Fijate que usa la "gilada" . aca se puso de moda hace un tiempo ponerle "cortes" a las motos 110 ,. una llave conun temporizador que corta el encendido a voluntad del usuario sumilando un motor de competicion que se autoproteje de taaaannnn potente que es , una verdadera pabada . pero se vendieron bastante,

hace un reconto de que industria tienen en tu area, en que se trabaja e investiga por ese lado , 
seguramente algun aparetejo usan de forma continua , 

hay musicos aficionados? pedales de guitarra ,pequeños amplificadores... 

lo que sea con luces led , la gilada compra. 
ahora que pongo esto ., me parece que yo tambien voy a buscar algo para fabricar


----------



## Ardogan (Jun 1, 2015)

Otro camino es -en vez de buscar el público masivo- trata de empezar por algo muy específico que sea para un nicho/segmento restringido. ¿Por qué?, porque las necesidades específicas no las cubren los productos de consumo masivo, no vas a tener competencia; o al menos la posible competencia no va a proveer lo que el potencial cliente precisa ni le va a interesar lo que el cliente le pida (porque es un caso específico = mercado chico).

Fijate que grupo de gente conocés que hace cosas particulares que no hace todo el mundo: talleres, hobbistas, laboratorios, pequeñas empresas que suelen ser más reacias a incorporar electrónica industrial por costos, desconocimiento, o porque no cuentan con un profesional para eso.

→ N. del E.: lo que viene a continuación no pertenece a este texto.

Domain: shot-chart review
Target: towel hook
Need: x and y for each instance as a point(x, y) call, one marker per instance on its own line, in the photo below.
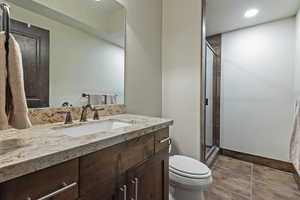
point(5, 19)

Como no va a haber nada que cubra sus necesidades, cualquier cosa que funcione razonablemente bien va a ser interesante para ellos (nadie va a exigir una exactitud del 0,1% ni que tenga una pantalla táctil con un display de alta resolución).
Y además al no ser masivo no hay problemas de diseño para manufactura, manejar grandes cantidades de componentes, ni de soporte al cliente (no es lo mismo que surga una duda problema con 2 o 3 personas que con cientos).


----------



## DOSMETROS (Jun 1, 2015)

Una opción serían las plaquetas de circuito impreso de terminación profesional como para TDA2050 en puente estereo , por ejemplo. No hay muchos que se dediquen a las plaquetas "peladas" , plaquetas para determinados efectos de guitarra. O amplificadores conocidos de 300 o 400 Watts.

Hay mucha gente que armaría algo pero ya con la plaqueta en mano


----------